Le chemin au bord du lac : un pas en avant, deux pas en arrière ?
Au conseil du 22 mars 2023, la Municipalité de La Tour-de-Peilz a annoncé que la Cour de droit administratif et public (CDAP) avait constaté des problèmes de forme dans la procédure du chemin qu’il s’agissait de corriger, et que seules restaient à traiter les questions de fond. L’association des rives du lac s’est alors réjouie du pas en avant que semblait représenter cette décision judiciaire.
Quelques jours plus tard, le « 24 heures » titrait toutefois son article ainsi : « Les opposants au sentier lacustre ont eu gain de cause » et pointait du doigt des manquements et couacs dans la procédure. Alors, qu’en est-il vraiment ? L’association des rives du lac s’est penchée sur l’arrêt de la CDAP du 14 mars 2023. On y découvre que le canton et son administration (en l’occurrence la Direction générale de la mobilité et des routes), mais aussi la commune et sa Municipalité, n’ont pas respecté la procédure, ceci de manière tellement grave que la CDAP n’a pas eu d’autre solution que de constater que les décisions rendues par ces autorités étaient nulles.
La CDAP a en conséquence annulé la décision du 21 février 2022 du Département des infrastructures et des ressources humaines approuvant le projet de chemin et retourné le dossier à cette autorité pour nouvelle décision. Cela signifie que les propriétaires riverains ont gagné leur recours, sur la forme uniquement, et qu’une partie de la procédure est à recommencer. Les propriétaires pourront ensuite à nouveau déposer des recours sur le fond.
Les erreurs « graves » qui ont été commises par la commune et le canton peuvent se résumer ainsi :
- Par décisions du 16 décembre 2021 adressées aux recourants, la Municipalité a indiqué lever les oppositions au nom du Département cantonal concerné. Or, la Municipalité n’était pas compétente pour se prononcer elle-même sur les oppositions et encore moins pour agir au nom du Département cantonal. Les décisions communales sur opposition devaient en effet être rendues par le Conseil communal. La CDAP a donc jugé que lesdites décisions émanaient d’une autorité incompétente et étaient par conséquent nulles.
- Le 21 février 2022, le Département des infrastructures et des ressources humaines a approuvé le projet de chemin sur la base d’un dossier incomplet (il y manquait en particulier le Complément au Préavis municipal n° 1/2021). Dans le but de corriger cette erreur, la Direction générale de la mobilité et des routes a décidé de rendre elle-même, le 18 juillet 2022, de nouvelles décisions. Elle n’aurait toutefois pas dû procéder ainsi, car elle ne bénéficiait d’aucune délégation de compétence de la part du Département des infrastructures et des ressources humaines. La CDAP a donc jugé que lesdites décisions émanaient d’une autorité incompétente et étaient par conséquent nulles.
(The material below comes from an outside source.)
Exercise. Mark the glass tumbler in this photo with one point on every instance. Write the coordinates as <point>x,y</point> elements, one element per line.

Il est particulièrement choquant de constater une telle accumulation d’erreurs procédurales dans ce dossier. Cela amène l’association des rives du lac à poser les questions suivantes :
La Municipalité avait-elle pris la précaution de demander un avis de droit rigoureux auprès de son bureau d’avocats, dont les compétences en droit public ne manquent pas ? Comment se fait-il que l’administration cantonale n’ait pas réalisé qu’un document important manquait à son dossier ou qu’il fallait une délégation de compétence pour permettre à la Direction générale de la mobilité et des routes de rendre les décisions du 18 juillet 2022? Quelles précautions et mesures le canton a-t-il pris pour s’assurer de la stricte légalité de sa démarche dans ce dossier, alors qu’il savait pertinemment que les propriétaires s’opposant au projet de chemin avaient la ferme intention d’aller jusqu’au Tribunal fédéral et que la procédure serait passée au peigne fin ?
Toutes ces négligences auront fait perdre plus d’un an dans ce dossier. La volonté populaire exprimée par la votation de novembre 2010 est à nouveau bafouée. L’association des rives du lac espère qu’à l’avenir la commune et le canton redoubleront de prudence et éviteront tout nouvel écueil. Pour notre part, nous allons tout faire pour maintenir notre cap et suivre de près le processus jusqu’à la réalisation du chemin pédestre au bord de notre beau lac.